Serge Papin : Ce sujet demande de prendre de la hauteur. Notre alimentation a considérablement évolué ces cinquante dernières années, et cette évolution présente des aspects à la fois positifs  et négatifs. Nous consommons aujourd’hui beaucoup de produits agroalimentaires dont la qualité sanitaire n’a cessé de s’améliorer grâce aux progrès de l’industrie agroalimentaire en matière d’hygiène. Plus personne ne s’en souvient, mais les premières conserves et les premiers aliments transformés étaient beaucoup moins « sûrs » que ceux d’aujourd’hui. Les processus de stérilisation étaient moins perfectionnés, les microbes et les bactéries moins bien neutralisés, et les intoxications alimentaires beaucoup plus fréquentes. Autrefois, des gens mouraient du botulisme ; de nos jours, cette maladie a disparu. L’augmentation continue de l’espérance de vie témoigne de ces progrès, même si d’autres facteurs y contribuent. Les produits de l’industrie agroalimentaire suscitent pourtant une extrême méfiance aujourd’hui. Comment expliquer cette situation ? Le problème est qu’ils contiennent des substances dont la toxicité est désormais soit établie, soit suspectée – ce qui revient au même dans l’esprit des gens. Ces substances, le consommateur commence à les connaître, ce sont les additifs, les colorants, les conservateurs, les exhausteurs de goût, les acides gras trans… Je suis d’autant plus à l’aise pour parler de ce sujet que je me suis battu chez Système U pour les bannir des produits de notre marque de distributeur – nous en reparlerons plus tard. Pourquoi l’industrie y a-t-elle recours ? Parce que ces substances permettent de fabriquer de façon standardisée des produits de longue conservation peu onéreux et visuellement alléchants, les produits qui correspondent aux attentes des clients. Maintenant, je pose la question : à qui la faute si le consommateur, quand il rentre chez lui le soir, préfère décongeler vite fait un plat cuisiné plutôt que de se préparer un repas à base d’aliments bruts et sains ? À qui la faute s’il préfère acheter une pâte à tarte toute prête ou une soupe en brique plutôt que de faire sa propre pâte ou sa propre soupe ? À la grande distribution ? À l’industrie agroalimentaire ? Qui est coupable dans tout ça ?

Périco Légasse : Serge vient de soulever des questions fondamentales. Mais je tiens, au risque de le contrarier, à préciser une chose avant de continuer : la malbouffe n’a jamais autant tué.
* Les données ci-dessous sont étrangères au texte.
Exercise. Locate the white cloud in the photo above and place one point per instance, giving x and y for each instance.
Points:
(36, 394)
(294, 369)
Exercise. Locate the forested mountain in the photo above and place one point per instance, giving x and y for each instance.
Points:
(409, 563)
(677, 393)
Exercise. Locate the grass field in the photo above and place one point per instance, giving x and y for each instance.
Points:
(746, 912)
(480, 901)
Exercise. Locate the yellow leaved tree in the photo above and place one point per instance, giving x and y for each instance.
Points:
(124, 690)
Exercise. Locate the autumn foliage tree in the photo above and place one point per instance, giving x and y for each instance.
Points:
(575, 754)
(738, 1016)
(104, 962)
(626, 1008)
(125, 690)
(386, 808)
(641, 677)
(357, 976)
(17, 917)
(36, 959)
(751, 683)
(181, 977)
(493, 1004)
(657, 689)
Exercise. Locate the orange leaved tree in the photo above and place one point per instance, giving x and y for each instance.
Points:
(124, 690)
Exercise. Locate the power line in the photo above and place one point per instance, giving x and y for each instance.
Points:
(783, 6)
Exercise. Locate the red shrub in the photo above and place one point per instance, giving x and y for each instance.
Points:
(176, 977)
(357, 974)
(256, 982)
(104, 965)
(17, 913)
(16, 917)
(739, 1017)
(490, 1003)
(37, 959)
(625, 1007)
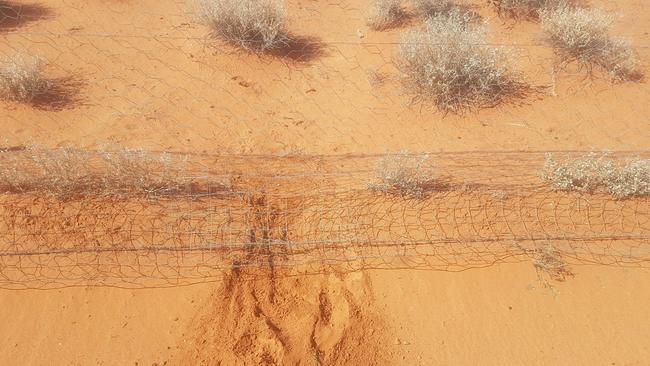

Les dégâts sanitaires qu’elle provoque sont considérables. L’espérance de vie a d’ailleurs cessé d’augmenter dans les pays occidentaux ces deux dernières années. Quant à l’espérance de vie en bonne santé, elle est de plus en plus basse. Serge a pourtant raison sur un point, la qualité purement sanitaire des produits alimentaires a fait des progrès énormes ces dernières décennies. Nous pouvons même considérer que la connaissance scientifique des processus d’hygiène alimentaire a atteint un niveau de quasi-perfection. Où le bât blesse-t-il alors ? Chimiquement modifiée, bourrée de pesticides, trop grasse, trop sucrée, trop salée, l’alimentation moderne, ultra-transformée, nous empoisonne à petit feu, favorisant l’expansion continue, dans les pays occidentaux, de maladies comme l’obésité, le diabète de type 2, la maladie du soda ou la « NASH » (stéatose hépatique non alcoolique), cette pathologie du foie précisément surnommée « maladie de la malbouffe ». L’homme de ce début de xxie siècle meurt de manger les aliments ultra-transformés dont le gave l’industrie agroalimentaire depuis trente ans ! Rappelons que 88 % des Français se nourrissent exclusivement en grande surface, et que les cancérologues – je cite là des estimations du professeur Khayat – considèrent que 60 % des cancers sont d’origine environnementale, et parmi eux, 80 % d’origine alimentaire.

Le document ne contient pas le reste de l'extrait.